Understanding Your Dashboard Scores
Every score on this dashboard represents a signal derived from analyzing how companies communicate risk in their SEC filings. When disclosure language changes — words added, removed, softened, or sharpened — it generates a measurable signal.
There are two distinct scoring dimensions: Disclosure Risk Scores measure raw filing changes, while Signal Scores layer contextual intelligence on top.
Score Ranges
Filing language is consistent with historical norms. No signal — the absence of change is itself informative.
Minor language adjustments. Routine quarterly updates or regulatory boilerplate changes. Worth monitoring.
Meaningful language changes. New risk factors may have been introduced. Warrants active monitoring.
Substantial disclosure shifts. Companies communicating materially different risk postures. Historically precedes notable price movements.
Exceptional filing changes. Fewer than 5% of all scored filings. Historically correlates with major corporate events.
Reading the Delta (Δ)
The delta shown alongside scores represents the point change from the prior period. Delta captures momentum — often more important than the score itself.
Signal performance reflects historical observations. Past performance does not guarantee future results. Not investment advice.
How Traders Use These Signals
Disclosure risk scores are forward-looking signals derived from the language companies use in their SEC filings. When a company’s language changes significantly between filings, it often precedes material events. Here’s how institutional traders apply these signals:
Scores above 60 historically precede negative price action within the defined forward window. Institutional desks use these as screening filters for short candidates or portfolio risk reduction triggers. A rising delta confirms the trend is accelerating.
Scores under 25 indicate stable or improving disclosure language. These companies are maintaining consistent communication, a positive signal for long holders. Declining deltas suggest improving transparency and reduced forward risk.
The contextual score enriches the filing signal with additional market intelligence. When both language and context align (e.g., critical language score + negative contextual indicators), the signal strength increases significantly. Divergences—where signals point in different directions—often represent contrarian opportunities.

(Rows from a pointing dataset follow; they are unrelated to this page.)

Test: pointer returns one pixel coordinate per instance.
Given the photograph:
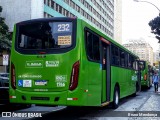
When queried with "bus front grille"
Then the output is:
(40, 98)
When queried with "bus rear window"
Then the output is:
(44, 35)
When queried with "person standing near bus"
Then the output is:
(156, 81)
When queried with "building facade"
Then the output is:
(142, 49)
(98, 13)
(118, 21)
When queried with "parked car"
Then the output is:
(4, 75)
(4, 88)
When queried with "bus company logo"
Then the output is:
(52, 63)
(34, 64)
(24, 83)
(134, 78)
(61, 78)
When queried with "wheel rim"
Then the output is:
(117, 97)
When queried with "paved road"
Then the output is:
(146, 100)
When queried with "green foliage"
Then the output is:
(155, 27)
(5, 36)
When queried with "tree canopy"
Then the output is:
(155, 27)
(5, 35)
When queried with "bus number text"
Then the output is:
(63, 27)
(60, 84)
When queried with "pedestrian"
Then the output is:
(155, 81)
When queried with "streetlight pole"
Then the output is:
(149, 3)
(159, 15)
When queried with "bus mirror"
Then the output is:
(135, 65)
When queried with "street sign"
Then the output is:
(5, 59)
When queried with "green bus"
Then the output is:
(66, 61)
(145, 74)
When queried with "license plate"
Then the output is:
(40, 82)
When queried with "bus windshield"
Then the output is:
(44, 35)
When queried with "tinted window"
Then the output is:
(122, 58)
(45, 35)
(131, 61)
(92, 46)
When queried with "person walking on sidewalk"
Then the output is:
(156, 81)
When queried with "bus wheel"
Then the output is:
(116, 98)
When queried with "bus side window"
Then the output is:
(115, 55)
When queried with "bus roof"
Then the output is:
(74, 18)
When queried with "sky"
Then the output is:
(135, 19)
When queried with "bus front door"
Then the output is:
(106, 81)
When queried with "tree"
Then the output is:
(5, 35)
(155, 27)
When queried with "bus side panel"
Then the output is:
(126, 84)
(94, 84)
(82, 89)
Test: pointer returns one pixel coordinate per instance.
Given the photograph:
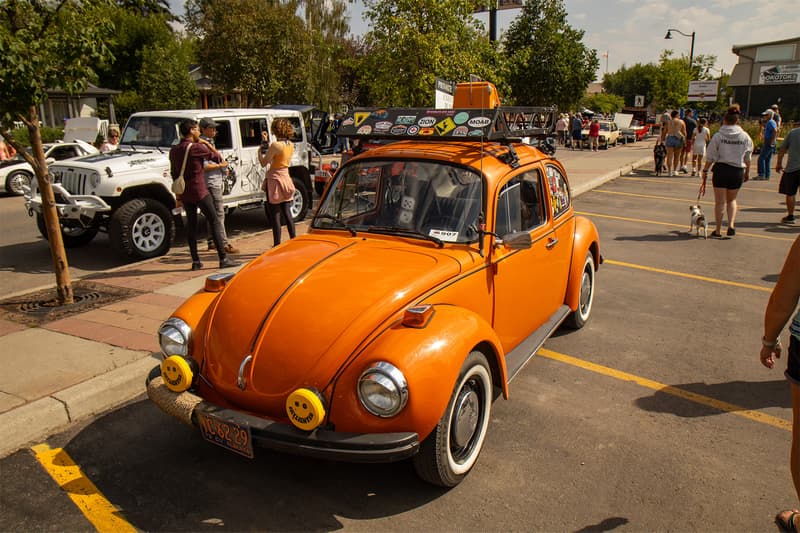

Important: These signals are analytical tools, not trading recommendations. Always combine with your own research and risk management framework.
Signal Validation & Track Record
Our disclosure risk methodology has been validated across 24,209 SEC filings from 4,745 tickers spanning 30+ years of the U.S. equity universe. The scoring system is stress-tested using Fama-French 5-factor controls with Bonferroni-corrected significance thresholds, ensuring the signals survive rigorous academic scrutiny.